Fifteen years later, and Tedeschi has shared stages with both Willie Nelson and Bonnie Raitt, and has garnered two Grammy nominations, including Best Female Rock Performance for “Alone,” from her newest album, Wait for Me (Artemis Records, 2002).

Who says a college education doesn’t pay?

Certainly not Tedeschi, whose Berklee career included a stint in the gospel choir, and yielded a BA in 1991 in the college’s Professional Music With Emphasis on Arranging and Performance program.

And with that heady-sounding degree in tow, Tedeschi started down the requisite long road of weddings, seedy-bar gigs and best-band competitions.

Then, only a few years further down the line, The Susan Tedeschi Band was named Best R&B Act by Boston Magazine (in 1994), and Outstanding Blues Act at the Boston Music Awards (in 1995, and again in ’96). Not long after, Tone-Cool Records released Tedeschi’s big-label debut, Just Won’t Burn (1998).

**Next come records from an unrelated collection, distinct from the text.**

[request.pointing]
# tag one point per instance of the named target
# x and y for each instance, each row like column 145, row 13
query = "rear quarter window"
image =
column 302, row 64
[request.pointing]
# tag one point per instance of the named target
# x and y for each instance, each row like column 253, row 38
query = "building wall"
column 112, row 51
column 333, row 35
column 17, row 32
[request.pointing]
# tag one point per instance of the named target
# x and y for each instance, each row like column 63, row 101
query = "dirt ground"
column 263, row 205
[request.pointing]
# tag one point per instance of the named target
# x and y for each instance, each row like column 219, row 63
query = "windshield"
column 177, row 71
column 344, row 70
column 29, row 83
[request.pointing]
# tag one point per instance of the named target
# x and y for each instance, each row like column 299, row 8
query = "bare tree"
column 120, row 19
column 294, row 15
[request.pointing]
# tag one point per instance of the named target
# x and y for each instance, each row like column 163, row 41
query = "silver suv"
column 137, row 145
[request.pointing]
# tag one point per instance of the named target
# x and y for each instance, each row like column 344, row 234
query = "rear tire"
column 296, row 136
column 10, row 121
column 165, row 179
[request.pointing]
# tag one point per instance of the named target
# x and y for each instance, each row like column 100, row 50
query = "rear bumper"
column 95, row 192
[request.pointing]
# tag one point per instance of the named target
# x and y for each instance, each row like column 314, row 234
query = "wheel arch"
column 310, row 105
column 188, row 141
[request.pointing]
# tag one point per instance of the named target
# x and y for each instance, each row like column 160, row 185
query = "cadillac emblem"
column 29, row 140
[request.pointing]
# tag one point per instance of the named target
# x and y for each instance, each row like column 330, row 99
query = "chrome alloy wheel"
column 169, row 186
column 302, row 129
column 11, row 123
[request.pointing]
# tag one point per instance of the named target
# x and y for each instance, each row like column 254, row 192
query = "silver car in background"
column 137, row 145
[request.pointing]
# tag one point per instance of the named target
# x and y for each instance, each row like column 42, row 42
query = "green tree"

As with Norah Jones’ first album, Burn took a while to ignite — the Grammy nomination didn’t arrive for two years (and Burn eventually sold more than 500,000 copies). Tedeschi’s original songs were ample evidence that you don’t always have to wallow in the Mississippi mud to sing the blues.

With fellow Berklee alum Tom Hambridge (who penned “Rock Me Right” and “It Hurts So Bad,” two of Burn’s grittiest songs), Tedeschi developed an updated blues persona — a Sex in the City type girl who gets hurt every time she falls in love, but still falls, every time.

Her spectacular voice was unflinchingly emotional, though still controlled enough to beg comparisons to that of Bonnie Raitt, and wild enough at times to be confused with the barrelhouse pipes of Janis Joplin.

It was Tedeschi’s version of John Prine’s “Angel From Montgomery” that really made Burn burn — specifically, the way the singer rescued the song from Prine’s cast-off delivery (Tedeschi’s take has more in common with the later duet-version that Prine recorded with Raitt).

Arriving as it does after nine near-perfect blues tunes, Tedeschi’s naked “Angel” hints that maybe the singer — growing up far, far way from any Deep South, devil-trod crossroads — might feel as out of place as the woman in Prine’s song who marries a cowboy only to discover the two of them can’t even talk.

Only four years later, and Wait for Me bristles with flashy confidence from the very start: Album opener “Alone” moves adroitly from loping beat to full-on crescendo of loneliness, all buttressed by plentiful horns and Tedeschi’s full, but never throaty, vocals. Credit some of the sonic glitz to the now-late, great producer Tom Dowd (Ray Charles, Eric Clapton, Aretha Franklin), and some of the heightened instrumental oomph to husband Derek Trucks, renowned blues-rock guitarist and sometimes Allman Brother.

But this time out, Tedeschi has merely cycled through genres — the blues has become more reference than destination. Wait for Me’s lack of center, in fact, makes it harder to approach — perilous for a performer whose accessibility is among her main attractions.

Don’t let the too-thick polish throw you: Tedeschi remains a first-rate singer and musician. And while she’ll never be able to boast the tortured biography of the musicians she most admires — Dr. John, for instance, took up piano after his “strummin’ finger” was shot off in a barroom fight — Tedeschi’s talent and voice foretell a lengthy career.

Her blues won’t burn out for a while yet.